As of the time of writing, docker-compose does not provide a simple way to pass a custom .env file, although there is an active GitHub issue so the following step may become simplified in the future. To get around this limitation we will rename the octopus.env file to .env at deployment time. This occurs after the variable substitution has taken place so that when we then run docker-compose it will make use of these variables rather than the default ones that we have included for dev-time.

Since we also want to be able to run and test this script locally, we will ensure that the .env file change can be configured to not occur based on the absence of the -o argument that we only pass in during the Octopus deployment.

#!/bin/bash 

 cmd="up"
 octopus=0
 project_name="MyApp"
 while getopts ":n:c:o" opt; do
  case $opt in
    o) octopus=1
    ;;
    n) project_name="$OPTARG"
    ;;
    c) cmd="$OPTARG"
    ;;
    \?) echo "Invalid option -$OPTARG" >&2
    ;;
  esac
done

if [[ $cmd = "up" ]]; then
    if [[ octopus -eq 1 ]]; then
        echo "Replacing '.env' file with '.octopus.env'"
        mv ./.env ./.env.old
        mv ./octopus.env ./.env
    fi
    #docker-compose pushes non errors onto stderr. Redirect to stdout
    docker-compose --project-name $project_name  up -d  2>&1
else
    docker-compose --project-name $project_name  $cmd  2>&1
fi

We can now run this script locally with .octopus_startup.sh up or .octopus_startup.sh down.
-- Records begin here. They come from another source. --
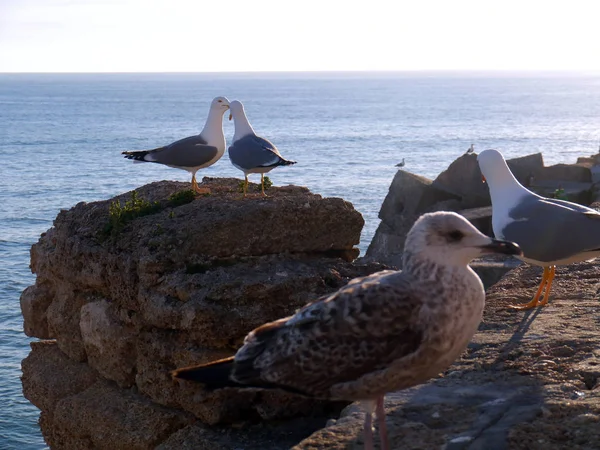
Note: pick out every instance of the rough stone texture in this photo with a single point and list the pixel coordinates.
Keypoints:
(180, 286)
(529, 380)
(103, 334)
(460, 188)
(48, 375)
(409, 196)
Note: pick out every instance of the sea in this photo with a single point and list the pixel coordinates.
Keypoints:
(61, 137)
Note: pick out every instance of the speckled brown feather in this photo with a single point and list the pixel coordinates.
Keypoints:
(360, 329)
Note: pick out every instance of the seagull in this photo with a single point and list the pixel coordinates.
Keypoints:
(388, 331)
(551, 232)
(194, 152)
(251, 153)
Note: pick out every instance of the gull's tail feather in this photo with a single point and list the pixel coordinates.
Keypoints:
(285, 162)
(214, 375)
(136, 155)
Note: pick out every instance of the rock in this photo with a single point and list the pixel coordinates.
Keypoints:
(181, 285)
(108, 343)
(34, 306)
(112, 418)
(565, 172)
(463, 179)
(408, 196)
(49, 375)
(571, 190)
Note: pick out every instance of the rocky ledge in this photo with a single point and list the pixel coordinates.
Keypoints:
(130, 288)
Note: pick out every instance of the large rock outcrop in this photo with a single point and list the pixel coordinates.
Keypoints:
(127, 299)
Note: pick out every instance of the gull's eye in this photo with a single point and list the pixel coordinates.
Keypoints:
(455, 236)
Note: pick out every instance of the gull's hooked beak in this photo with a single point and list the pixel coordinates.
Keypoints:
(502, 247)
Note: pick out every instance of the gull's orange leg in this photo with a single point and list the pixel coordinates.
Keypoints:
(534, 302)
(262, 184)
(544, 302)
(385, 445)
(368, 428)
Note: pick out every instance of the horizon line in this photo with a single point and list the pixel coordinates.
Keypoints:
(357, 71)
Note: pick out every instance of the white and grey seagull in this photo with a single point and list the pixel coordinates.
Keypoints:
(385, 332)
(551, 232)
(251, 153)
(194, 152)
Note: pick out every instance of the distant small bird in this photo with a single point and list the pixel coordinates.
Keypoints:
(388, 331)
(194, 152)
(251, 153)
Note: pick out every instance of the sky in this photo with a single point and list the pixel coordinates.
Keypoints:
(297, 35)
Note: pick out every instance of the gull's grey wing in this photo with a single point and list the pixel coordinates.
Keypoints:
(360, 329)
(251, 152)
(551, 230)
(192, 151)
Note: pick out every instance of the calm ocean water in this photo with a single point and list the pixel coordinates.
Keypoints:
(61, 138)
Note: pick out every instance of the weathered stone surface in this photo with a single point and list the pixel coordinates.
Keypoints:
(180, 286)
(572, 191)
(567, 172)
(34, 306)
(112, 418)
(49, 375)
(408, 195)
(108, 343)
(463, 179)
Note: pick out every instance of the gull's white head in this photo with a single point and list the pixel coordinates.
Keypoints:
(236, 109)
(494, 169)
(220, 104)
(448, 239)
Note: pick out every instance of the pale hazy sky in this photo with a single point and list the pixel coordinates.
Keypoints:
(297, 35)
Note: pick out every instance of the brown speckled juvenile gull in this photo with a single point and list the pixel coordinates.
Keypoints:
(378, 334)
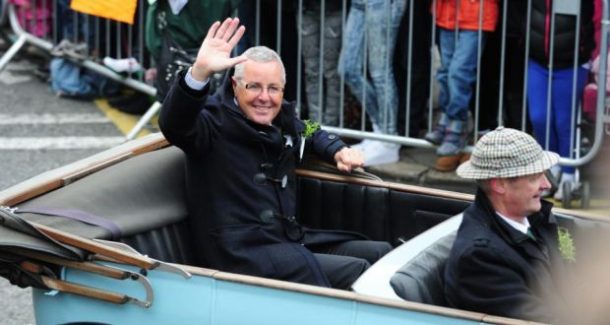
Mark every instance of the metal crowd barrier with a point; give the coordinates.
(287, 27)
Passing a project name using the -n parameter makes it possible to set the name that docker puts on the containers and allows us to run multiple instances on the same server. Since we will be running both Octopus environments on the same machine for this example, the compose project name will incorporate the Octopus environment name as a project variable MyApp-#{Octopus.Environment.Name}.

Depending on how simple or complex your deployment may be, your execution script may need to be quite different to this one so treat is as a guide to illustrate the intended behavior. The core goal is to replace the .env file and invoke the docker-compose upcommand. You may, for example, want to scale up the number of instances of specific containers, or perform additional configuration like set up volume mounts, etc.

We are running this script on an SSH target so I have used a bash script, but there is a similar PowerShell script available in the GitHub repo.

Create Release and Deploy

Now that we have everything in place we can deploy our project! When we create a release we can see that we are able to select 3 different packages, even though we only have 1 step!

As you can see we can select the version of the package that contains all our script files from GitHub as well as the versions of the two images which are contained in DockerHub.

We can then deploy our release to dev:

And staging:

If we want to update the greeting text passed into our container we can just update the project variable and deploy again! If we push a new version of our web app we just create a new release, specify the latest version of that image and deploy!

Docker-Compose and Octopus

As shown above, using the new multi-package selection available in script steps opens up a whole new set of possibilities for deployment automation including easier docker-compose deployments. To integrate docker-compose in your Octopus process, select each image as an additional script-step package and make use of the .env file to supply the values that need to change.

Hopefully, this post gives you some ideas on where to start with your docker-compose deployments. We are continuing to add additional functionality to Octopus Deploy to make deploying your containers as easy as possible so that you can get back to the work of actually writing code! Take a peek at our Kubernetes support available as an alpha in the latest big release 2018.8.0!